Materials and Methods
This study is based on a retrospective review of 238 children and adolescents admitted to our hospital between a 6-year period. Data were recorded regarding the patients' age, sex, mechanism of injury, diagnosis (concussion, contusion trauma, others like fractures, haematomas etc.), occurrence of loss of consciousness, vital signs, GCS score and pediatric GCS score for children younger than 4 years old, development of early and late seizures, cranial computed tomography (CT) if necessary, EEG examination (in the follow up period and during the clinical stay a snapshot-EEG was taken but not continuous EEG-monitoring), conservative or operative treatment.
Patients were divided into two main categories based on their age (birth-4 year, 4–12 year, 12–18 year) and on ranges of the GCS (3–4, 5–8, 9–11, 12–15). The diagnoses were divided into 3 categories (concussion, contusions, others). Those patients who suffered from posttraumatic seizures were divided into 2 major groups of early (trauma event-7 days) and late (after 1 week period) seizures and each of these groups into 3 subgroups of generalized, focal and other (non-convulsive) seizures. The significance test used was the chi-square test. An exclusion criterion was a history of seizures.
Patient database
The age range is from birth to 18 years old.

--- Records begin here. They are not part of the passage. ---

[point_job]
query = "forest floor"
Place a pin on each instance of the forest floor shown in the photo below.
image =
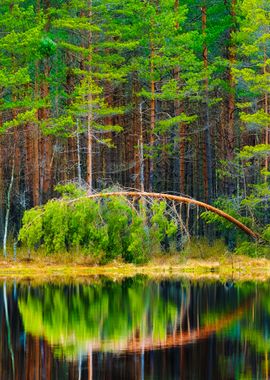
(223, 267)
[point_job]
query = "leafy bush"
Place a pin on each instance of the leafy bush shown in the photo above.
(105, 229)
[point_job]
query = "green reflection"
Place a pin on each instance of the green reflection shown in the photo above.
(106, 314)
(138, 314)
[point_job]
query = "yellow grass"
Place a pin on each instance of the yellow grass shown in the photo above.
(197, 261)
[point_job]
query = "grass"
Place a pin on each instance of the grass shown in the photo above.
(198, 260)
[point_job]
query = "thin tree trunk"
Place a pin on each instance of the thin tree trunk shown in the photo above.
(140, 147)
(90, 113)
(152, 115)
(8, 210)
(266, 110)
(208, 141)
(79, 169)
(231, 103)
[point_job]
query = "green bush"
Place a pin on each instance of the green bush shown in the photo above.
(106, 229)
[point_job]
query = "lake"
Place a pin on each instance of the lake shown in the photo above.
(136, 328)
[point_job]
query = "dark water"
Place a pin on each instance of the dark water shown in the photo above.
(135, 329)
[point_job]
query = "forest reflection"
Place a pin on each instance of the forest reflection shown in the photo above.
(135, 329)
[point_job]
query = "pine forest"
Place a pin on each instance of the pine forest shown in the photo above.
(156, 96)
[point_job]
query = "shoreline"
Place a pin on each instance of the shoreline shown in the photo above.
(237, 268)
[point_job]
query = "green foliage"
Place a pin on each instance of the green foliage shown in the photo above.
(105, 312)
(107, 229)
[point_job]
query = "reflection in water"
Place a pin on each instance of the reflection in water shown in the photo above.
(134, 329)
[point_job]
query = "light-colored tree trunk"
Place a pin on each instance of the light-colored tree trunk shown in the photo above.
(208, 164)
(90, 112)
(8, 209)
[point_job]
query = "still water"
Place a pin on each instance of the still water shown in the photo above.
(134, 329)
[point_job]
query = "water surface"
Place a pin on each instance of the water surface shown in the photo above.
(134, 329)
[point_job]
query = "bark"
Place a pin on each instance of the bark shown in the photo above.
(266, 110)
(231, 100)
(8, 210)
(90, 114)
(181, 199)
(179, 108)
(208, 164)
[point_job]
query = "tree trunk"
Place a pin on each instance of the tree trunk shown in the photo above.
(90, 112)
(208, 164)
(8, 209)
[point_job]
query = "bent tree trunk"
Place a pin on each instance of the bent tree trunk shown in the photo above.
(180, 199)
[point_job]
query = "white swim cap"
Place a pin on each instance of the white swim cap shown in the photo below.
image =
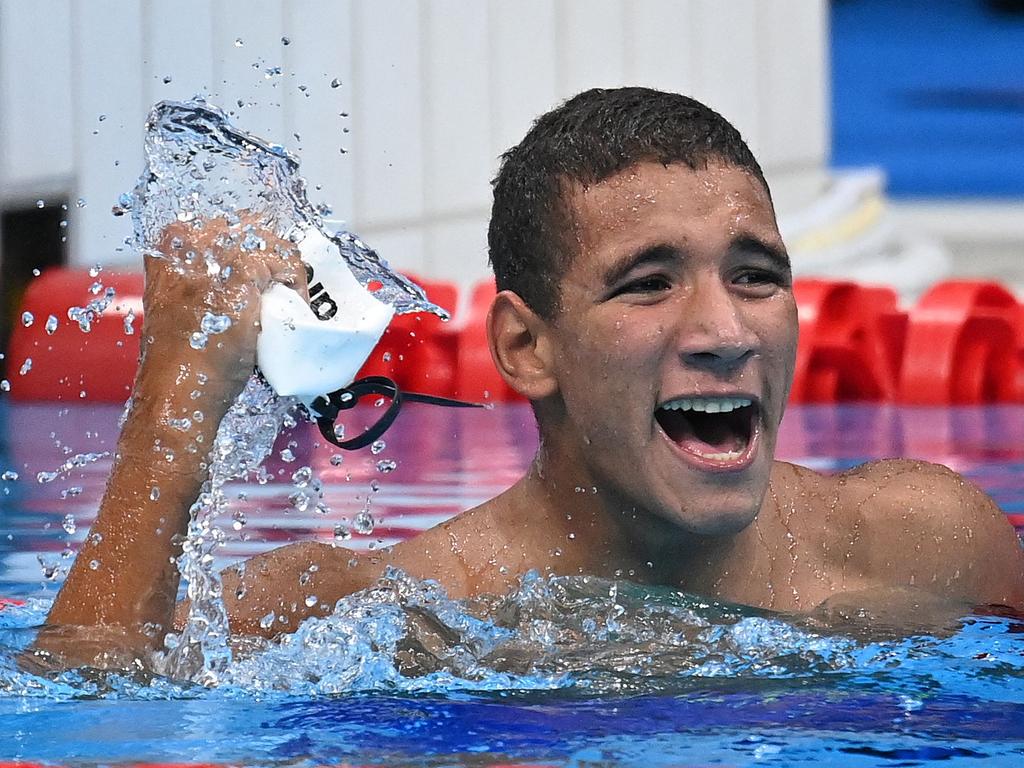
(308, 349)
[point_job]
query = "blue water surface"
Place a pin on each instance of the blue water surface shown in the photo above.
(808, 696)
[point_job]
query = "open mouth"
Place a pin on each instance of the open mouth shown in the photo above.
(719, 431)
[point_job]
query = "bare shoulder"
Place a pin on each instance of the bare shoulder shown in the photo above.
(921, 524)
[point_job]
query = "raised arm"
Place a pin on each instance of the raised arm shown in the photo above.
(120, 593)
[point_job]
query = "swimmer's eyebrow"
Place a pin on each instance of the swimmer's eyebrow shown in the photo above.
(664, 254)
(748, 244)
(660, 254)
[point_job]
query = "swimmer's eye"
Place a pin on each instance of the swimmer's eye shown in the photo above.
(650, 285)
(762, 282)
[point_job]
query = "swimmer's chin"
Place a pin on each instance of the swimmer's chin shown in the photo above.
(679, 527)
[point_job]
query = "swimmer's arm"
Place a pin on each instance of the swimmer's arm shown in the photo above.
(120, 592)
(927, 527)
(118, 596)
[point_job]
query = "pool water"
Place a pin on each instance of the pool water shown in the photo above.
(715, 684)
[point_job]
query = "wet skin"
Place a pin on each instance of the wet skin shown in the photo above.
(680, 290)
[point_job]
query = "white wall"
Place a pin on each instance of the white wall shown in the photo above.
(434, 90)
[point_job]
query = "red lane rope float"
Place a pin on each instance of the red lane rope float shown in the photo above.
(68, 364)
(964, 345)
(850, 342)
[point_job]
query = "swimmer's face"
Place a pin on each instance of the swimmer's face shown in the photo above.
(678, 304)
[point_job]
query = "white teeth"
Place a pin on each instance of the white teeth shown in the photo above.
(723, 457)
(708, 404)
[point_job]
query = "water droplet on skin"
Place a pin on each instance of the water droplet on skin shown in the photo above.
(364, 522)
(214, 324)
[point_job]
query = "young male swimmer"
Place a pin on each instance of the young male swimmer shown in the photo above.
(645, 309)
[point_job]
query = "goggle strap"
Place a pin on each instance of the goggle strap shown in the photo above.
(330, 406)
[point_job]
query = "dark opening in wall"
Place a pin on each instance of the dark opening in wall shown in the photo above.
(30, 239)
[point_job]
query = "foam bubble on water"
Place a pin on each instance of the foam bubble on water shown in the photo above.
(214, 324)
(75, 462)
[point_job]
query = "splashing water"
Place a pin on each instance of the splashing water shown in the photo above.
(201, 168)
(580, 634)
(244, 439)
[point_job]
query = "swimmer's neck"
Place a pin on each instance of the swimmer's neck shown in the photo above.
(571, 525)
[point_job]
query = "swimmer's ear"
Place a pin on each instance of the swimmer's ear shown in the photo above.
(521, 346)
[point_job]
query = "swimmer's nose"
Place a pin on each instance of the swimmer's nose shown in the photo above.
(714, 336)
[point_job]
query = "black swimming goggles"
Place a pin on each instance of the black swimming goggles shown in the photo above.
(327, 408)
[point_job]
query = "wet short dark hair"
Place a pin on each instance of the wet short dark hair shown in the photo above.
(589, 138)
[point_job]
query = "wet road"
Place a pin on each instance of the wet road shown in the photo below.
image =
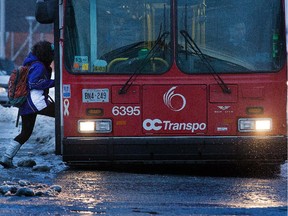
(121, 193)
(94, 192)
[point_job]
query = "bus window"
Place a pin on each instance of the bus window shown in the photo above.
(232, 35)
(117, 36)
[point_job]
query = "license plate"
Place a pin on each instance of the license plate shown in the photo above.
(95, 95)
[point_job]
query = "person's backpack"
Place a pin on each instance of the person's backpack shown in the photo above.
(17, 86)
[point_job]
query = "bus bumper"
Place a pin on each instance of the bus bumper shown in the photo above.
(171, 150)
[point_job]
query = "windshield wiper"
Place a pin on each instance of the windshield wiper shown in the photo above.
(160, 40)
(197, 51)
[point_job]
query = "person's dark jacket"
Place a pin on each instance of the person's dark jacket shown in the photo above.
(38, 82)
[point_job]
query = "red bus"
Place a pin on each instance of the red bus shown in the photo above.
(169, 81)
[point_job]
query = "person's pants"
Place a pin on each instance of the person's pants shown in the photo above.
(28, 122)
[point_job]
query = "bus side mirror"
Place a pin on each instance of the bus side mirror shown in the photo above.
(45, 11)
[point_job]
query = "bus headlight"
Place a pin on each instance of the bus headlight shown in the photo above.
(95, 126)
(255, 124)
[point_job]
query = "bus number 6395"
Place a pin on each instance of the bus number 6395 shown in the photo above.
(126, 110)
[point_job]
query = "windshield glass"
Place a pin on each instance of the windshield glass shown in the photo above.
(232, 35)
(117, 36)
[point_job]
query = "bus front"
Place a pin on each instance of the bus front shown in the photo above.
(164, 81)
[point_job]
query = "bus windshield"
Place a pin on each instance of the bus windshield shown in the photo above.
(136, 36)
(117, 36)
(232, 35)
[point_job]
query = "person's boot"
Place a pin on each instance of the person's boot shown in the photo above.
(10, 152)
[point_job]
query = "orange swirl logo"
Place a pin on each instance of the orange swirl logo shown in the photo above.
(168, 97)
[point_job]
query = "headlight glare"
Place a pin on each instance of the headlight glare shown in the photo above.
(255, 124)
(95, 126)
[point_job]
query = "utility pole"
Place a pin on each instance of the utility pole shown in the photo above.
(2, 29)
(30, 20)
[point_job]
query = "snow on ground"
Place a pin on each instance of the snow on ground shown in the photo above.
(41, 145)
(42, 141)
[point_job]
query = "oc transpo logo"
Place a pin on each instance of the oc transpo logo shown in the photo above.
(167, 125)
(168, 97)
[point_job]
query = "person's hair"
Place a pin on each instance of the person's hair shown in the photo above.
(44, 51)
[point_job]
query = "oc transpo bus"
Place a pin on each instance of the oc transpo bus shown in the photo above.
(169, 81)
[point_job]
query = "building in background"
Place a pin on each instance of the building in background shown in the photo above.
(21, 30)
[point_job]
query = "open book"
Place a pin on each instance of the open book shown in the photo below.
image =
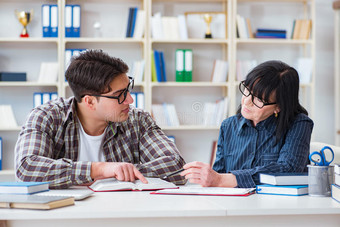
(216, 191)
(112, 184)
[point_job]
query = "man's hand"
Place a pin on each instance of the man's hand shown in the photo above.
(122, 171)
(201, 173)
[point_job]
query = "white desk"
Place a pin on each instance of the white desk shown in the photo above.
(143, 209)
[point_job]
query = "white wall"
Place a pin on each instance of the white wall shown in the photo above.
(324, 97)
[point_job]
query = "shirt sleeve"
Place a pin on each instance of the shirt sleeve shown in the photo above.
(35, 155)
(159, 156)
(293, 156)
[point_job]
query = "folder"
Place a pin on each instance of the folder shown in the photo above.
(179, 58)
(54, 20)
(46, 20)
(68, 21)
(140, 100)
(163, 69)
(188, 65)
(158, 65)
(37, 99)
(76, 20)
(1, 153)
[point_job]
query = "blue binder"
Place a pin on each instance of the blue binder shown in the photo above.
(46, 20)
(68, 21)
(158, 65)
(54, 20)
(76, 20)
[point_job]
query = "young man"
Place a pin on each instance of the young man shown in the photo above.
(95, 134)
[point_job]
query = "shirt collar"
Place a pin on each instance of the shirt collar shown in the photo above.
(268, 124)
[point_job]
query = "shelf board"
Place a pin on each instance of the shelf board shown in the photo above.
(189, 84)
(28, 40)
(103, 40)
(18, 128)
(27, 84)
(190, 127)
(191, 41)
(274, 41)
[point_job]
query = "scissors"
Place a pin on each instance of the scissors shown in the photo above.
(321, 154)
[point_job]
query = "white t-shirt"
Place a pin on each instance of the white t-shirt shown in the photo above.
(90, 147)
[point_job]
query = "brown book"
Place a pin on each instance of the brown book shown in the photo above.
(34, 201)
(213, 153)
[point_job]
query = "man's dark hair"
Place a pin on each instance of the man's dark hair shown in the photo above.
(282, 80)
(92, 72)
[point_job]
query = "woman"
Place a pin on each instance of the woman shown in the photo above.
(270, 132)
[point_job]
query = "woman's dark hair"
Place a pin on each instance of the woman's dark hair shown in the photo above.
(276, 77)
(92, 72)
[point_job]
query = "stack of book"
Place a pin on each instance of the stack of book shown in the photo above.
(270, 33)
(291, 184)
(336, 185)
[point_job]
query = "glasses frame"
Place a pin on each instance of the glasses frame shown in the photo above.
(252, 96)
(124, 92)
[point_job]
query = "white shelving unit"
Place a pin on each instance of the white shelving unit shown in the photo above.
(336, 7)
(193, 140)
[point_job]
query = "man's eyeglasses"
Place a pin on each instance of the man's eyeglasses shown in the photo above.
(256, 101)
(122, 95)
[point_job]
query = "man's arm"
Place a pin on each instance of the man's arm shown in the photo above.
(159, 156)
(36, 154)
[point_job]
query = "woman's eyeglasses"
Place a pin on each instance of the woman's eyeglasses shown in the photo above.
(256, 101)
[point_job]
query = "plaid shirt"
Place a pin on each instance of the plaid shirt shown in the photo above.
(48, 144)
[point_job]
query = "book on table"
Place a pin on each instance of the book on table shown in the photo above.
(112, 184)
(34, 201)
(23, 187)
(294, 190)
(210, 191)
(284, 178)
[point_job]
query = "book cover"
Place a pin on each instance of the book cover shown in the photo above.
(23, 187)
(112, 184)
(212, 191)
(35, 201)
(292, 190)
(284, 178)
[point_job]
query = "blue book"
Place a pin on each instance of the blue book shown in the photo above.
(76, 21)
(54, 20)
(284, 178)
(129, 25)
(23, 187)
(163, 69)
(291, 190)
(46, 20)
(0, 153)
(158, 65)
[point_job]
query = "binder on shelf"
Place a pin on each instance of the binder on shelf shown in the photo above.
(76, 20)
(163, 68)
(1, 153)
(179, 58)
(68, 21)
(188, 65)
(46, 20)
(54, 20)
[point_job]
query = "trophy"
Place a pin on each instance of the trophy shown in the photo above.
(24, 18)
(208, 18)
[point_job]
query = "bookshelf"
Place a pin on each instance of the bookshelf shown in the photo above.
(193, 139)
(336, 7)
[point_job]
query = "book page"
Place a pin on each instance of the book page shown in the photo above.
(111, 184)
(154, 184)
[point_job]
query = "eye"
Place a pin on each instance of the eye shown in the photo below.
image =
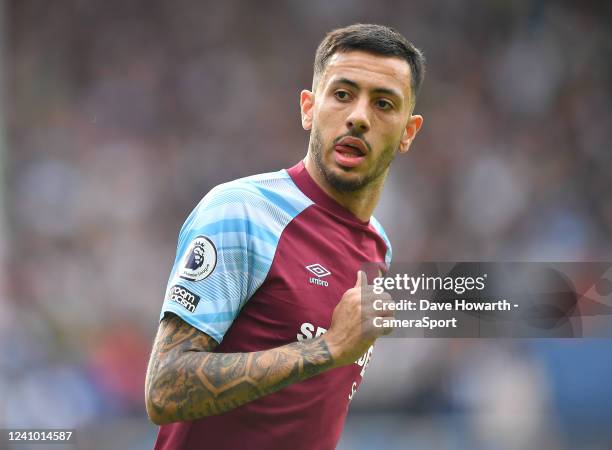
(342, 95)
(384, 104)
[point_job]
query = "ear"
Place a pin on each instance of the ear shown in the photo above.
(412, 128)
(306, 107)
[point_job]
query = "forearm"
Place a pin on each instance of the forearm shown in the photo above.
(188, 383)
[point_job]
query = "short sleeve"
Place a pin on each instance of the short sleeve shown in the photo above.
(224, 253)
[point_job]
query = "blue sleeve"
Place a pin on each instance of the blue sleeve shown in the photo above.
(224, 253)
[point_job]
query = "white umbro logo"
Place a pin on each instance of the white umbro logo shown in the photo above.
(318, 270)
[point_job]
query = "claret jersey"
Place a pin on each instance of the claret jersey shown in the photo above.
(262, 262)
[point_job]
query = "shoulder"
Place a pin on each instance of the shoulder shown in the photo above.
(264, 201)
(274, 189)
(381, 232)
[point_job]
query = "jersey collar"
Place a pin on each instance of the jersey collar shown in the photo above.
(312, 190)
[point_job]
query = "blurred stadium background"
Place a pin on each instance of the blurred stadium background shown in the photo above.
(118, 116)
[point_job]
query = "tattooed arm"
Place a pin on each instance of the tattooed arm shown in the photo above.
(186, 381)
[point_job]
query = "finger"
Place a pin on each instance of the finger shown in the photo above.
(362, 279)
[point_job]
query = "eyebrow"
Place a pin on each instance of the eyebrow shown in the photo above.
(377, 90)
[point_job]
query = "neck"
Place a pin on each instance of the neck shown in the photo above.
(360, 203)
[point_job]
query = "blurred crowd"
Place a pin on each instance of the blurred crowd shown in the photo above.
(120, 115)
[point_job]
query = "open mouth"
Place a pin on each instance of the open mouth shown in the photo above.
(350, 151)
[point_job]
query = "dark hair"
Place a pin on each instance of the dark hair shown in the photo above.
(376, 39)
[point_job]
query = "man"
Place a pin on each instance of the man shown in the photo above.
(266, 327)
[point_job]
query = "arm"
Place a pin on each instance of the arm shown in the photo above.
(185, 381)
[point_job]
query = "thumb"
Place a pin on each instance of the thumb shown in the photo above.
(362, 279)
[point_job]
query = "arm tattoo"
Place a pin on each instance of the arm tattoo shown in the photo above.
(185, 381)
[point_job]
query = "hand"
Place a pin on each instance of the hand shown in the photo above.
(352, 329)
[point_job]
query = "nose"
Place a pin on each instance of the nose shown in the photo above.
(358, 119)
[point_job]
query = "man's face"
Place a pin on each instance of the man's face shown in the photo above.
(360, 117)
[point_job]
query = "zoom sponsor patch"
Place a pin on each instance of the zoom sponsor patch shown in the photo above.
(199, 260)
(184, 297)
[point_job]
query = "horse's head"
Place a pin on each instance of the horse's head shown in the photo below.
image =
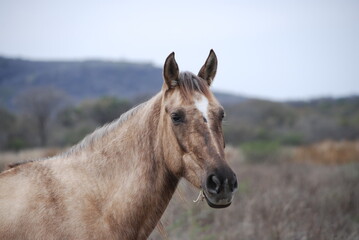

Sixty-three patients (63/238; 26.5%) were 0–4 year, 89 4–12 year (89/238; 37.4%) and 86 were 12–18 year (86/238; 36.2%). The male/female ratio was 132/106. The diagnosis of head traumas was 172/238 (72.2%) concussion, 50/238 (21%) contusions, 25/238 (10.5%) had other traumas like fractures, epidural and subdural haematomas. Twenty nine children (29/238; 12,1%) had a surgical therapy. The GCS was 3–4 in 3 cases (3/238; 1.2%), 5–8 in 10 and 9–11 in 10 cases (10/238; 4.2%), 12–15 in 215 children (215/238; 90.3%). The examination of the trauma patients included physical and neurological examination with control of consciousness, vital signs and GCS, if necessary EEG and in most cases with cranial CT. None of the patients was treated with anticonvulsants. None of the patients with early seizures developed late seizures in the year's follow-up (Supplementary Table 1).
Early seizures
We found out that 10.9% (26/238) of our patients with cranial traumas suffered from seizures. In the age group 0–4 years there were 4.7% (3/63), in the age group 4–12 8.9% (8/89) and in 12–18 17.4% (15/86). Eighteen percent (9/50) of the patients with seizures were diagnosed as contusio cerebri (with and without further diagnosis of haematomas and fractures), 32% (8/25) had isolated haematomas and haematomas with additional fractures and 8.1% (14/172) had concussion (Supplementary Tables 1–3).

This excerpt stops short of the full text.